Methodical and well organized, Blunt is running on the GOP's record of accomplishment. He worries that too much focus on scandal will distract Republicans from bread-and-butter issues that mean more to voters.
An anticorruption fighter in the early days of the GOP "revolution," Representative Boehner of Ohio is campaigning to "change course" and "restore trust."
Representative Shadegg of Arizona, a late entry into the race, is running as a clean break with recent scandals. Often supporting each other's themes in recent days, Boehner and Shadegg hope to deny Blunt a first-round victory Thursday. For the past quarter century, all but two GOP majority leaders have run unopposed.
But the indictments of former majority leader Tom DeLay of Texas on state money laundering charges and the resignation of GOP Rep. Randy Cunningham of California after taking bribes from defense contractors, as well as plea bargains by former top lobbyist Jack Abramoff and his associate, Michael Scanlon, put reform back on the GOP agenda - and at the center of this week's leadership races. Suddenly, ties to K Street lobbyists and their campaign funding are no longer a plus for aspiring leaders, especially if the lobbyist is Mr. Abramoff. Meanwhile, House Democrats are campaigning on a theme of a GOP culture of corruption.
"We're all reformers now," says Rep. David Dreier of California, who is leading GOP reform efforts. Wednesday, GOP leaders are proposing legislation that would cut access to the House floor and gym to former members who are lobbyists.
One of the most Byzantine exercises in American politics, House leadership races are rare and tough to call. They can turn on personal or regional loyalties, committee assignments, or favors promised. And since the ballot is secret, there's no accountability for pledges not kept.
As front-runner, Blunt says he has more than the 117 votes needed to win on a first ballot. If so, his rivals argue, he should resign his post as whip - a signal that he believes his own claims. A former president of Southwest Baptist University in Bolivar, Mo., Blunt rose rapidly through the ranks, becoming a formidable fundraiser for the Republican cause.

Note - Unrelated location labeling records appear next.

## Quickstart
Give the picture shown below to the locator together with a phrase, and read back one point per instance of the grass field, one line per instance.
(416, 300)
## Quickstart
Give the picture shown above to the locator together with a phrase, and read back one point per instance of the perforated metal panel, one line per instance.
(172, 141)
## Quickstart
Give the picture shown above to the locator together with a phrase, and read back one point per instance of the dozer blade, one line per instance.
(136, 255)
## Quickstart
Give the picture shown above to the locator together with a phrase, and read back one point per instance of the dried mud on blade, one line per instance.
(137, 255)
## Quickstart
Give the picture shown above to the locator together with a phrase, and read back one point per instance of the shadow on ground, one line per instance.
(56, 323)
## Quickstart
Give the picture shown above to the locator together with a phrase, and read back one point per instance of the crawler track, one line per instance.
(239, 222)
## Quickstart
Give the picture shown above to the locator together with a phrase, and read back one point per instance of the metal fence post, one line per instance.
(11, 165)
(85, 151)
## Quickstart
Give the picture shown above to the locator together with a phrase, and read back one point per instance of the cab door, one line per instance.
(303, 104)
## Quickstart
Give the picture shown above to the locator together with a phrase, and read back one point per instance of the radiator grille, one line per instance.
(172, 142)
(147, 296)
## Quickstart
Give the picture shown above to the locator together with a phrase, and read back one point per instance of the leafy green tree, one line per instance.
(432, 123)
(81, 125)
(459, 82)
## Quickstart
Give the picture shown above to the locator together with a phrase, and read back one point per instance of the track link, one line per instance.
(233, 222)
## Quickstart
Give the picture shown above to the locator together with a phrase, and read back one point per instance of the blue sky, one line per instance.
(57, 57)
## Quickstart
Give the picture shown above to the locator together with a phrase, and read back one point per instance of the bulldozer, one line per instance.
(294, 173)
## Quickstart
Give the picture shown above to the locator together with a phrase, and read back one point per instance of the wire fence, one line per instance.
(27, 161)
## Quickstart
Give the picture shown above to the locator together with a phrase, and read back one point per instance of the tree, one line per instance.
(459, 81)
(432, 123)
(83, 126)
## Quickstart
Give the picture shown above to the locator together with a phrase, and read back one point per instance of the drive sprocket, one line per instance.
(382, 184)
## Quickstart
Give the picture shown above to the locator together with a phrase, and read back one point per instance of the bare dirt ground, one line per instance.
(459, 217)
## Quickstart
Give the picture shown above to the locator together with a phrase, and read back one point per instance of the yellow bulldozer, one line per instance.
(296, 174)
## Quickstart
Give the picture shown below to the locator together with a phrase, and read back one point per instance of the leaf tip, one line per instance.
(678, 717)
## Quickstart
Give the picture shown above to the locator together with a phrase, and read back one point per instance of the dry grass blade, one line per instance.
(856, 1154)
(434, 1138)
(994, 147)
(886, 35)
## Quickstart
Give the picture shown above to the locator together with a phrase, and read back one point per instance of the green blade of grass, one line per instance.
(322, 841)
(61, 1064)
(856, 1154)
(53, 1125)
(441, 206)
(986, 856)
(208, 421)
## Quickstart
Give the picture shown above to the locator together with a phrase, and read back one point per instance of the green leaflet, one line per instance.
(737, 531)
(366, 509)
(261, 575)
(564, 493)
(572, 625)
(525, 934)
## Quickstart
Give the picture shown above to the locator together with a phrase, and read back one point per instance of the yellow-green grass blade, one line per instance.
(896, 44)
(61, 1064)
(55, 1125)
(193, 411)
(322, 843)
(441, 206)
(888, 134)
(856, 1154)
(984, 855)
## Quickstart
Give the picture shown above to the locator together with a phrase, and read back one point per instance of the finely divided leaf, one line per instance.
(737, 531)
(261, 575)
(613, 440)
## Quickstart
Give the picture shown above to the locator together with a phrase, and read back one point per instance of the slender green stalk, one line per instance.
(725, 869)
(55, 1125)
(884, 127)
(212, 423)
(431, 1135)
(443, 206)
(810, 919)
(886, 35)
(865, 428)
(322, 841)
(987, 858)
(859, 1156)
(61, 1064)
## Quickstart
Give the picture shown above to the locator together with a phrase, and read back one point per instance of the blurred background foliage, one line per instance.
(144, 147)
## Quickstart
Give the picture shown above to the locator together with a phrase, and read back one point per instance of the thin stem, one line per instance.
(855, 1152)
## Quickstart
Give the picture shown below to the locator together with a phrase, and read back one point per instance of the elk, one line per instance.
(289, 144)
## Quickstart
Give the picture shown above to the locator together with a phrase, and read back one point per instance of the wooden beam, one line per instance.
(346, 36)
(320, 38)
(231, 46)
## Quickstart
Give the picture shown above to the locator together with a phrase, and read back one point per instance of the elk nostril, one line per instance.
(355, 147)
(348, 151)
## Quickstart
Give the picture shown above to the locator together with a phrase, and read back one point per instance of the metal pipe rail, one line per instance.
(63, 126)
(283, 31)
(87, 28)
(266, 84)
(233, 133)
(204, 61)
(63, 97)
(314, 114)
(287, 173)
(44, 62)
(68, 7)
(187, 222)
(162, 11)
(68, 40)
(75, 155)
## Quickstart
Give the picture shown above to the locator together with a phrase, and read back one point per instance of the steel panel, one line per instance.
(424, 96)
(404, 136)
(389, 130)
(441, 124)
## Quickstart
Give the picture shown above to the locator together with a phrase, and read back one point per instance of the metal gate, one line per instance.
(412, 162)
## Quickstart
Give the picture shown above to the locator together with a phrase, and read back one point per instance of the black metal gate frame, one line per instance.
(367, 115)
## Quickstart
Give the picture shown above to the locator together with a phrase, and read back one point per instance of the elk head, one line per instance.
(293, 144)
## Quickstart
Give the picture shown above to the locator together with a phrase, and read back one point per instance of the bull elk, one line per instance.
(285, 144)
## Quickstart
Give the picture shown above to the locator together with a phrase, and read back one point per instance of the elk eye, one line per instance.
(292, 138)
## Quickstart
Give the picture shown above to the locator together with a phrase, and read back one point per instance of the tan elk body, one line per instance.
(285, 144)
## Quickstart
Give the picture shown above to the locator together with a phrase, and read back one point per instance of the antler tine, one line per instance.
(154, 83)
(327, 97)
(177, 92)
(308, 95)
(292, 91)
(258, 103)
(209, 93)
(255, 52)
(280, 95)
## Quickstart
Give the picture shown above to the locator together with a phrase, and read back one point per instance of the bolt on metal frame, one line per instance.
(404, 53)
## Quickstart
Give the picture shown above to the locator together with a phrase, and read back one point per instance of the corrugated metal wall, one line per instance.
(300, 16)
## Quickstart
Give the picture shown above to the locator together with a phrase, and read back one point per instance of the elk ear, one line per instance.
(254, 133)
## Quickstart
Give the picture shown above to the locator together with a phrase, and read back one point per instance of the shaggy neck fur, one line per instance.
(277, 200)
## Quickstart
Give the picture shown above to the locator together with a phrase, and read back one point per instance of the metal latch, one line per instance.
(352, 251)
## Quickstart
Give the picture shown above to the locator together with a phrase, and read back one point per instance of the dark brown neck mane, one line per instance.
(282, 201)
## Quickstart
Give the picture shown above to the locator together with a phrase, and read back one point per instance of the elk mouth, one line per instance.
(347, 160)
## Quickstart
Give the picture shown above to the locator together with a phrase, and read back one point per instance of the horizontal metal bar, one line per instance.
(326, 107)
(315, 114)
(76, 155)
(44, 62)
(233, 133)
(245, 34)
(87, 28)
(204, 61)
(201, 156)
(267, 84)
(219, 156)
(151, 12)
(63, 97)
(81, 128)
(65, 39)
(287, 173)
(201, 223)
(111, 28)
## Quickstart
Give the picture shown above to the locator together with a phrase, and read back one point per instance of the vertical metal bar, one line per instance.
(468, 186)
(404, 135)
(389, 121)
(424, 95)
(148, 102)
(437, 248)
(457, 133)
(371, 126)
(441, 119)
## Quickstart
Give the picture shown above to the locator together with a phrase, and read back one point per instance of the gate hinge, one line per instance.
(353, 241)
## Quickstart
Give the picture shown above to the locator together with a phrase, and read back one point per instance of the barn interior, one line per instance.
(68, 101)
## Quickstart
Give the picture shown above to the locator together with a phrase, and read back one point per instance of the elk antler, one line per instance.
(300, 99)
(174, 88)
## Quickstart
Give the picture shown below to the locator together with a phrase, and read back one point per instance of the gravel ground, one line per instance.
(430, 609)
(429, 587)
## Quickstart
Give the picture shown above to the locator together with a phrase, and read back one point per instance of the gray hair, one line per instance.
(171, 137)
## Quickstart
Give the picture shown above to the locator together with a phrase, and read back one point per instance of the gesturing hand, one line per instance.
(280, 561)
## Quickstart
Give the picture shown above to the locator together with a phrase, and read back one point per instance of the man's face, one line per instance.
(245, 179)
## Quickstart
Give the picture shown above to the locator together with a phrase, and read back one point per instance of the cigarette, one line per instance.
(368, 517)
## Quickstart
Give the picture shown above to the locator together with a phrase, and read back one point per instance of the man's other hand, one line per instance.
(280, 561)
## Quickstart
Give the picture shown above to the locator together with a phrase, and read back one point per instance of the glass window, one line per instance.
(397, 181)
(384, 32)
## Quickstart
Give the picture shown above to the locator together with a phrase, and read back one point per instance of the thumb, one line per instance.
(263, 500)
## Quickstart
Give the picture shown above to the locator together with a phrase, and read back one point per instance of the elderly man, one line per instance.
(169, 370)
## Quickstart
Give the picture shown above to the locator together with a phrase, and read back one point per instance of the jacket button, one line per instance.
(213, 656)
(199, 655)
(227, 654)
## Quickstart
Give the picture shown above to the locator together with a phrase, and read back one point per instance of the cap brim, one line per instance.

"Blunt puts a pleasant and reasonable face on the effort to win votes in the House ... and explain issues to the public," says Paul Weyrich, president of the Free Congress Foundation, a conservative group in Washington. "We need that kind of image."
Boehner's signature style is to pick an issue and get it done. As chairman of the House Education and the Workforce Committee, he worked with the panel's ranking Democrat, Rep. George Miller of California, to push President Bush's signature No Child Left Behind Act through the Congress. "He transformed himself into a legislator and a quite successful committee chairman," says Barbara Sinclair, a political scientist at the University of California, Los Angeles.
Boehner is calling for task forces to help focus committees on issues such as retirement security, tax reform, and healthcare. The solution for low GOP morale, he argues, is not to avoid risk but to "take on big problems and achieve big goals."
Shadegg was one of 25 Republicans to vote against the Medicare prescription-drug benefit bill in 2003 - a landmark vote for fiscal conservatives, who strongly opposed the bill. The GOP, he says, needs to recover its roots as a party of ideas, not just a party preserving its majority.
"We need bold, persistent action on new proposals to make government smaller, more efficient, more effective, more productive, and more useful," he says.
His long-shot candidacy picked up momentum with an endorsement from Rep. Charles Bass of New Hampshire, a leading moderate, as well as defections to his camp from conservatives.
"I tend to think that the more pro-reform candidate will win," says Grover Norquist, president of Americans for Tax Reform.